For over fifty years, the secret rooms beneath the Shit Station had housed a single occupant. This occupant was watched - initially - by a 12-person team of scientists plus nearly fifty highly trained guards, all unaware they were embarking upon the most tedious job they'd ever draw a pay check from. The guards lost interest within weeks and, over a period of decades, their numbers fell as budgets were cut. The professional fascination of the scientists took y
ears to begin to diminish, but eventually, even they reluctantly accepted the inevitable. By the time Seb took his final stroll just over a mile away, the Shit Station only got one scientific visit a month and that was purely a box-ticking exercise.
The occupant had arrived on US soil at Roswell, New Mexico on July 7th, 1947. He (although it had no discernible gender, 1950s American attitudes pretty much dictated the masculine epithet) had unceremoniously created a 500 ft wide crater in a thinly populated area, scared a few farmers and provided the raw material for decades of conspiracy theories. He had even been named: Billy Joe. This was in honor of the half-drunk old guy who'd come "for a look-see" about an hour after impact. The military response had been swift, a cordon was in place, but no one could prevent him seeing the figure standing in the wreckage. The old man had taken one look at the giant gray creature, spat on the dirt and stumped away, calling back over his shoulder, "Only came up to see Billy Joe, and that sure as hell ain't him." One of the soldiers raised his weapon as the drunk walked away, but an officer put his hand on the barrel and pushed it toward the ground.

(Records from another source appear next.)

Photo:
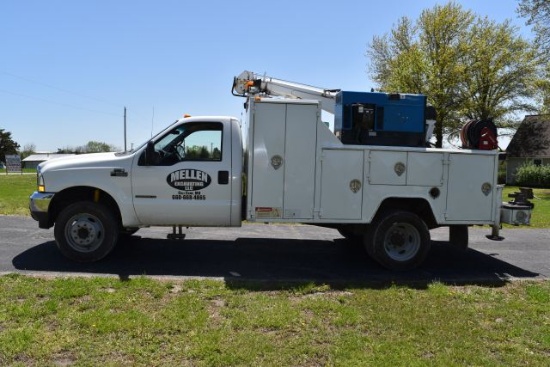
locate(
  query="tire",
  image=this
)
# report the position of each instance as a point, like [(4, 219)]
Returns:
[(458, 237), (398, 240), (86, 231)]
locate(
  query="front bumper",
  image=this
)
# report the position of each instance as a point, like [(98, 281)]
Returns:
[(39, 203)]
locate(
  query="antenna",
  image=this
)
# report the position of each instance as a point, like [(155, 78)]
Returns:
[(152, 121), (125, 129)]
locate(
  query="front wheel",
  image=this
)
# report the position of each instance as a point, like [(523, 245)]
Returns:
[(86, 231), (398, 240)]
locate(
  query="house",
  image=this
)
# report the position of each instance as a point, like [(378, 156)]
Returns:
[(530, 144), (34, 160)]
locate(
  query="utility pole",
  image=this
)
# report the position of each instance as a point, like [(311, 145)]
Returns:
[(125, 128)]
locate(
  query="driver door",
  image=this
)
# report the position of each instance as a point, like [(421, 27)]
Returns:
[(182, 178)]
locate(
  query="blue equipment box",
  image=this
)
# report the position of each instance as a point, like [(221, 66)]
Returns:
[(372, 118)]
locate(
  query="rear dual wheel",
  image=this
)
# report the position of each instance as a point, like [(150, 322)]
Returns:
[(398, 240)]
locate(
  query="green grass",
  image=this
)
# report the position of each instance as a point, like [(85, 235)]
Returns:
[(541, 214), (15, 190), (143, 322)]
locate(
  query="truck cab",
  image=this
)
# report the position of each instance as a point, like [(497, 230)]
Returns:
[(189, 174)]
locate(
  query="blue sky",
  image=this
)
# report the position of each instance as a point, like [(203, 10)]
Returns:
[(68, 68)]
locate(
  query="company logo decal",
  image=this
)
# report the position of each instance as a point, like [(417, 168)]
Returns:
[(189, 179)]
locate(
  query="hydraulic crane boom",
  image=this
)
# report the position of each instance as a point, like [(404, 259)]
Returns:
[(250, 84)]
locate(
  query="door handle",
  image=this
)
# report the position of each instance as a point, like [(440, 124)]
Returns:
[(223, 177)]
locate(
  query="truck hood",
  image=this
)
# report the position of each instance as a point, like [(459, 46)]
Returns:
[(96, 160)]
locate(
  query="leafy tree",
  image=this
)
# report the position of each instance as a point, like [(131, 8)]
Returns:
[(501, 72), (97, 147), (538, 16), (7, 145), (467, 66), (28, 149)]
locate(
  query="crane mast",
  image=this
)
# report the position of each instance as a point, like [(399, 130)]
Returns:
[(249, 84)]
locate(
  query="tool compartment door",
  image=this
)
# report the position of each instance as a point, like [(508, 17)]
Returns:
[(283, 143), (471, 190)]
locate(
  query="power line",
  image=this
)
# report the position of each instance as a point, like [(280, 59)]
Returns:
[(59, 89), (59, 103)]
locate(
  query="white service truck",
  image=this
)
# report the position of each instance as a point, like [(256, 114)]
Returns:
[(374, 179)]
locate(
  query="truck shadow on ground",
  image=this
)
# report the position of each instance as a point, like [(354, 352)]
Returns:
[(274, 263)]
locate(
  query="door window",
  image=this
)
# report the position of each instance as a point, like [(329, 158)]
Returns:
[(188, 142)]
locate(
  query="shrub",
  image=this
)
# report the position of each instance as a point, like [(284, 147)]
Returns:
[(533, 176)]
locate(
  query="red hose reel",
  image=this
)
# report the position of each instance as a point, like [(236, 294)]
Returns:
[(479, 134)]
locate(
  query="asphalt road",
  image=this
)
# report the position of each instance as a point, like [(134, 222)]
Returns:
[(278, 254)]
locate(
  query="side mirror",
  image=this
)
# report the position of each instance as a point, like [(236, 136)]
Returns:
[(149, 154)]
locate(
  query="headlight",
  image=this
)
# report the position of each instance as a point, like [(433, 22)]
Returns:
[(40, 183)]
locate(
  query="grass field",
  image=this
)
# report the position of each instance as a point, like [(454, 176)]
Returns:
[(15, 190), (143, 322)]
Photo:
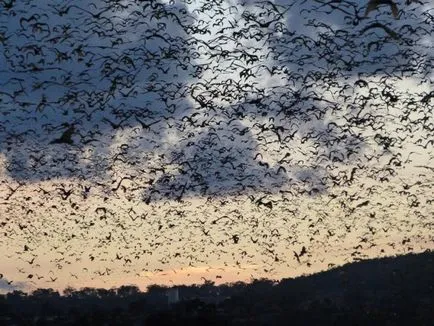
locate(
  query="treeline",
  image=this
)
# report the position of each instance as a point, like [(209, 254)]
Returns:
[(388, 291)]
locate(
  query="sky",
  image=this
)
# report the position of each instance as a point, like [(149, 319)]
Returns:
[(176, 141)]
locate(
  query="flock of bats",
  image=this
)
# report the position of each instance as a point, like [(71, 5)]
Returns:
[(195, 132)]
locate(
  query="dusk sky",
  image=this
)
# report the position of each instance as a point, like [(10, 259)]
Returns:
[(171, 142)]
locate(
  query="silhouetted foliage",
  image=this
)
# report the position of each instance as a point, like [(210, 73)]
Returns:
[(387, 291)]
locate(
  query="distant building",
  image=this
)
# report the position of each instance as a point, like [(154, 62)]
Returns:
[(172, 295)]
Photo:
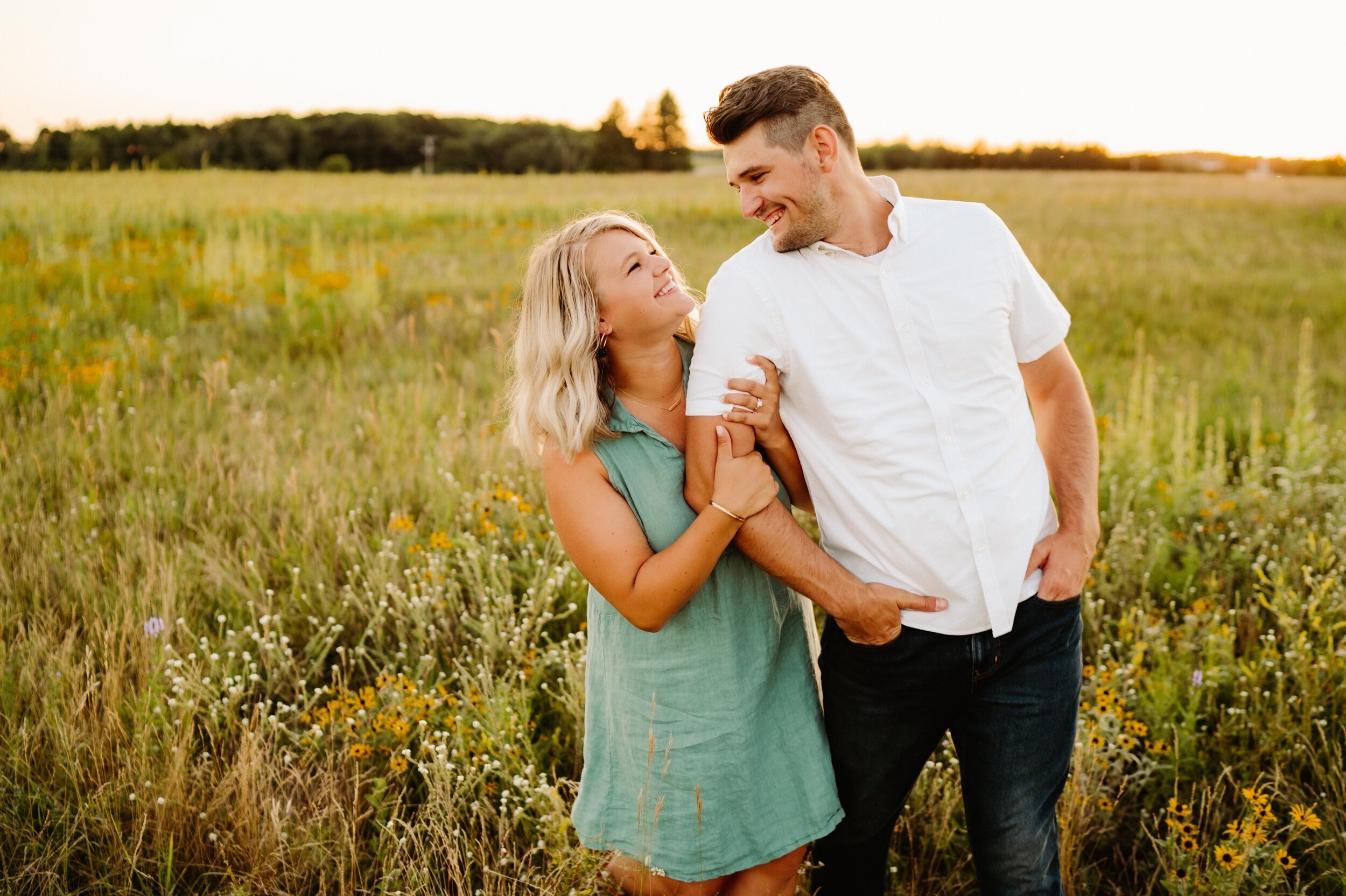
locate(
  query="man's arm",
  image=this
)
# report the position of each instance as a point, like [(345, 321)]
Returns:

"Let him tell his story, son," he said. "Couldn't wish for a better witness."
A thousand accounts of what had occurred that night sprang up in the years following the incident. The story got some attention at first based on the evidence of a number of reliable witnesses who had seen lights in the sky or heard the shriek of tearing metal as something big tore into the New Mexico desert. But the lack of any material evidence ensured the story was never given much scrutiny. If something had crashed, where was the wreckage? Even if the US government had somehow pulled off the fastest, most thorough cleanup operation in modern history, some fragment would have remained, some tiny piece overlooked. But nothing ever came to light, and years of alien-hunters with magnifying glasses, metal detectors, and increasingly complex technological equipment had failed to turn up any evidence.